Monday, September 10, 2012

Pitch Polish #42


Touch
YA paranormal romance
90,000 words

Query:

Sixteen-year-old Tessa Chase knows way too much about what others are feeling—an unfortunate side effect of being an Empath.

She would give anything to get everyone else out of her head and be normal. But when her ability grows and she can suddenly see the things no one else seems to notice, Tessa isn’t entirely sure she’s sane. Then they tell her they are Guardian angels and she is sure of it. Following a forced stint in the psychiatric unit, Tessa decides to take refuge with the invisible angels. They promise to teach her how to harness her ability if she’ll use her unique skills to help them find someone. What she finds instead is herself fascinated by John Warren, an angel with good looks, a sharp tongue, and whose touch sends her spinning. As their search draws them deep into a cycle of kidnappings and murders, Tessa realizes she will have to choose between saving a friend and sacrificing herself to stop the killer. 

First 150 words:

            Day bled into night and thousands of screams filled the air.
            Tonight was the night where the spirited came out to play, when the teenagers whooped and hollered as their stomachs bottomed out and the intensity of sound made everyone in a giddy mood.
            It was Memorial Day weekend. Peddlers Fair weekend. For most people, this fair was a time to have fun or to sell hand made objects to the tourists.
            I was on the opposite side of the peddlers fair and in no mood to be giddy. For me, this was hell.
            Every year, my mom and I came to the same place, selling the same wares that hadn’t sold the year before. But this year, as I stood in front of the peddler’s tents, it felt different.  I wrapped my sleeves securely around my frozen hands. At least it wasn't raining this year. 

4 comments:

yo said...

Hi!

I'm going to make tome comments on your submission, remember this is only my opinion so I might be wrong.

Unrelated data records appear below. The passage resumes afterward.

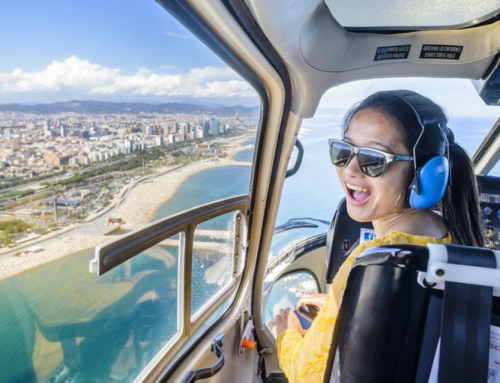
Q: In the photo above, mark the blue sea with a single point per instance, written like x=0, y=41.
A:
x=47, y=302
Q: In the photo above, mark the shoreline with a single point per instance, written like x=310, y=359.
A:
x=130, y=205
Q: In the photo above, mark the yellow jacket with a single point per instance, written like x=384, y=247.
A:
x=303, y=358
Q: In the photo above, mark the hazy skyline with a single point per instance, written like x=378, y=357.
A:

when you say : "Then they tell her..." Who are you talking about , becaus eyou jump from the things she starts to notice to this. The things she starts to notice is the Guardian Angels?

Maybe I'd put as a different paragraph this: " As their search draws them deep into a cycle of kidnappings and murders, Tessa realizes she will have to choose between saving a friend and sacrificing herself to stop the killer. "



Nicole Zoltack said...

You say she sees things and then mention they. This is confusing because I hadn't realized that the things she's seeing are people. Why does she decide to take refuge with them? Why was she forced into the psych unit? The mention of kidnapping and murders in the last sentence seems to come out of nowhere.

Jessica Becker said...

Yay Pitch Polish! I didn't notice these things on my own. Thank you

Anabel--"then they tell her..." The "they" are the Guardian angels. They are the things no one else can see. I'll have to make that clearer.

Nicole--I hadn't realized that. Thank you. She was forced into the psychiatric unit because her family believes she is crazy (she's seeing and talking to people no one else can see). She takes refuge with the angels because they are the ones that help break her out of the psychiatric unit. I'll have to figure out a better way of moving into that last line.

Anyway, thank you!

Trish Esden said...

The query starts with her skills as an empath, but it's not clear why this skill will help the angels find someone. I suggest you clarify why and who it is they want her to find. I'm assuming the 'who' is important to the story. I'm thinking these two details will provide more clarity and perhaps make the flow of the query a bit smoother.

The 150 is well written. But I suggest you start deep in the mc pov, show what she's doing (like you do in the last paragraph), instead of beginning with by telling where and when it is.

Good luck. It sounds like a cool story with lots of action.